The Green Sheet Online Edition
June 14, 2010 • Issue 10:06:01
Skimming alert system
We tend to think of data thieves as cyber criminals punching away on some remote computer keyboard, working invisibly and anonymously. In the world of credit card data theft, "skimming" is a distinct type of crime, as it involves an act of physical intrusion. Often, terminal devices are moved from their legitimate origin and either put back some time later (with a skimmer built in) or sold to another buyer.
A new service from terminal manufacturer VeriFone Inc., called the VeriFone PED Authentication Service, aims to clamp down on such terminal tampering. The service monitors and tracks a number of VeriFone-issued terminals using something called the Unique Manufacturers Authentication Key (UMAK) - an electronic code embedded in PIN entry devices (PEDs) of certain VeriFone terminals.
The service is compatible with VeriFone's VX Series, MX Series, SC 5000 and Omni 3700 Series devices, which account for between 80 and 90 percent of VeriFone terminals in use, according to Paul Rasori, VeriFone's Senior Vice President of Marketing.
"The deadline for unapproved [PED] devices is [July] 2010, but devices that followed are going to be valid for use in the marketplace until 2014," Rasori said. "Those devices were built on security technology that's now 10 years old.
"The fact is that we're seeing the sophistication of criminal attacks growing quite a bit, with criminals exploiting these older devices in the marketplace. Without mandates for acquirers to remove those devices, we thought there was another layer of security that would be required here."
The UMAK is, in fact, a secret codification of information that's unique to each PED - including the device's serial number and precise location (that is, street address and, where applicable, the exact lane or counter where it is used at a given merchant outlet).
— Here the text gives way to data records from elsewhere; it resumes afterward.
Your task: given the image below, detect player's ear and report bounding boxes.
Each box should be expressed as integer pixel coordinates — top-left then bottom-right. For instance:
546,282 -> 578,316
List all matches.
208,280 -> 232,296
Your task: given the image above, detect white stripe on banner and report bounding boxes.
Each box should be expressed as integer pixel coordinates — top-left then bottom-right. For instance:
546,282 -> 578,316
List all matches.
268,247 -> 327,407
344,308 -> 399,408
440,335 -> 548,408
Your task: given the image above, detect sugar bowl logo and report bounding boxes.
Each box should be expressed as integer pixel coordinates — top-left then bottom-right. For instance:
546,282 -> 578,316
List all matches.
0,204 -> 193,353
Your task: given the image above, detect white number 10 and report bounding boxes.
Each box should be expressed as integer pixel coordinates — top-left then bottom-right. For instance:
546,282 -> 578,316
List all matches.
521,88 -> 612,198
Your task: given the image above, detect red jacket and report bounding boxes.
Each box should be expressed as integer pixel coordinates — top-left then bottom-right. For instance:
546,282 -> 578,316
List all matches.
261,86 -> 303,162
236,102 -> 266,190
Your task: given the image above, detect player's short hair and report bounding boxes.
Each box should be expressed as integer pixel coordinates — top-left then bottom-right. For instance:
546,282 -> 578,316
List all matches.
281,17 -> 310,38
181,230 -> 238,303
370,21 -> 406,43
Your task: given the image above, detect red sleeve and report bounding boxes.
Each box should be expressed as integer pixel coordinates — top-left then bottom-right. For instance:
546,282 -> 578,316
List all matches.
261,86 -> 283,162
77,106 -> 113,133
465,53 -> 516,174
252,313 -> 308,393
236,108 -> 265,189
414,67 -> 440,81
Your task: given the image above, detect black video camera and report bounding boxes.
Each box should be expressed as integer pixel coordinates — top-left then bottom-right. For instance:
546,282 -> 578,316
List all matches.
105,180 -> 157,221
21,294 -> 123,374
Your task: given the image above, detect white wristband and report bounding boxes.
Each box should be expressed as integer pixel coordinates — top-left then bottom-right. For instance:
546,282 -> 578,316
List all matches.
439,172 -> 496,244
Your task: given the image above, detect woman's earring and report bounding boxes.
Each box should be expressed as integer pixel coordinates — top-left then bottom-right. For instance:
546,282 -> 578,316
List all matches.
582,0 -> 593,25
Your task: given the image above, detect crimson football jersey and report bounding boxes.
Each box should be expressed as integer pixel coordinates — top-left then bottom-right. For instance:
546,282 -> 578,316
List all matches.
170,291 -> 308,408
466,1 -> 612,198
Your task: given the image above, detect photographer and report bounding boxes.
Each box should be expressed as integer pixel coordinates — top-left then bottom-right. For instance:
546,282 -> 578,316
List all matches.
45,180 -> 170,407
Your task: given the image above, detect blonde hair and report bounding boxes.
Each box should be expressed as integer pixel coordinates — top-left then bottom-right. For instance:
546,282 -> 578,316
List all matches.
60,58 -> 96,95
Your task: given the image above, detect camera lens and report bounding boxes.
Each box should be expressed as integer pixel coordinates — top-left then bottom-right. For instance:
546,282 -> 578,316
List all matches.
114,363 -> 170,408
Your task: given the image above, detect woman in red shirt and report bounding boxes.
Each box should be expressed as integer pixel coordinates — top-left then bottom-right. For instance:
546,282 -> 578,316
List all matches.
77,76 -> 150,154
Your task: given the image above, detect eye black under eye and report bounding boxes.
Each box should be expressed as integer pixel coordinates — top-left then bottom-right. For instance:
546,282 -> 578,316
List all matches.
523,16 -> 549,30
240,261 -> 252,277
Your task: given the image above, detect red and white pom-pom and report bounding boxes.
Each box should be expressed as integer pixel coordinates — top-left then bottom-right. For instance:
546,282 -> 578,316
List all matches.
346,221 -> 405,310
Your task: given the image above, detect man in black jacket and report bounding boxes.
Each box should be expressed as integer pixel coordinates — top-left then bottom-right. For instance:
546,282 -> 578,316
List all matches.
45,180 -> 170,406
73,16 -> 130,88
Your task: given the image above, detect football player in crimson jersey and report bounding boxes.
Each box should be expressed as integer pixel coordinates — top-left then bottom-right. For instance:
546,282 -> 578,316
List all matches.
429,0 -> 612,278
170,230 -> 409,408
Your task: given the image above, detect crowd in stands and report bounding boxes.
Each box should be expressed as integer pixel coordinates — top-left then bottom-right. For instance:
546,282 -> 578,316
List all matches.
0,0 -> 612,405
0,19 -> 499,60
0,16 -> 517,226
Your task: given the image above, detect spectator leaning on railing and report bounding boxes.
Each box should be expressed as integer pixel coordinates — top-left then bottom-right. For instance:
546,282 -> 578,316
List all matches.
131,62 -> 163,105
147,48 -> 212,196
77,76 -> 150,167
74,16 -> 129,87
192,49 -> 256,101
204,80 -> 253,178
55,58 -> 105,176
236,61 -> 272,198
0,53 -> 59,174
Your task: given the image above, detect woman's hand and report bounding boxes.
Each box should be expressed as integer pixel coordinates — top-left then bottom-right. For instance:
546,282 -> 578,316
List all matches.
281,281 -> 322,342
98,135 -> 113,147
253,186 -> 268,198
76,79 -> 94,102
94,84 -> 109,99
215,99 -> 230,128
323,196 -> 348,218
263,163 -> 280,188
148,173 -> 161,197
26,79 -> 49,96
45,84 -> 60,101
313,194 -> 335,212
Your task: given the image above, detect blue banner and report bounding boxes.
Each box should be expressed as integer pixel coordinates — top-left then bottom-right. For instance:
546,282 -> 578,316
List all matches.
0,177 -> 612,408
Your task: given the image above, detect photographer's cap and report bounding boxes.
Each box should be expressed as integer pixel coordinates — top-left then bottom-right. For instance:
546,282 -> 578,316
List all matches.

Only VeriFone knows the UMAK on any one of its products.
The VPAS service uses the UMAK to detect anything out of the ordinary with a given PED. Merchants who subscribe to the service will have their terminals remotely programmed to send out a signal that VeriFone's monitoring system receives at regular intervals. That signal will contain the UMAK that's programmed into the device, indicating that it is locked down at its proper location.
If a device is removed from its location - as devices often are, even only momentarily, when they are tampered with - the UMAK signal is interrupted, alerting the company that the device is no longer in its proper place (or wasn't in its proper place for a certain stretch of time, but is now). VeriFone can then notify the owner of the terminal that there may be tampering; if the terminal isn't still missing, the merchant is advised to inspect it for damage or rogue attachments.
The presence of rogue devices with skimming capabilities is indicated by either the lack of a UMAK signal or the transmission of an aberrant one. In most cases, the replacement device won't send out a UMAK signal, and the absence of that signal will trigger an alarm.
A more sophisticated criminal who fraudulently programs a rogue terminal with address information will also trigger an alarm because the programmed information won't match the encrypted format of the UMAK, which is known only to officials at VeriFone. Anything other than the original code coming through would indicate that the device is fraudulent, Rasori said.
"The premise behind the VPAS service is we've developed a centralized database of all these devices and are able to track both the serial number of each device and also the location of the device right down to the lane it's installed in," Rasori said. "With UMAK, we're able to securely authenticate [that a device is in its proper place] using the secret code that VeriFone has which relates to each device. So it's impossible for criminals to spoof that system because they'd never be able to recreate that information."
Rasori added that the removal of the device for legitimate repairs can trigger a false positive emergency signal. But he added that "every merchant acquirer has access to a web portal where they can register different types of events like that, where they can say device with serial number such and such was taken out of service for repair. Then that device is basically put on hold, and when they want to put it back into service, they can go back in and say, 'This is where the device is going to be and where it should be.'"
Notice to readers: These are archived articles. Contact names or information may be out of date. We regret any inconvenience.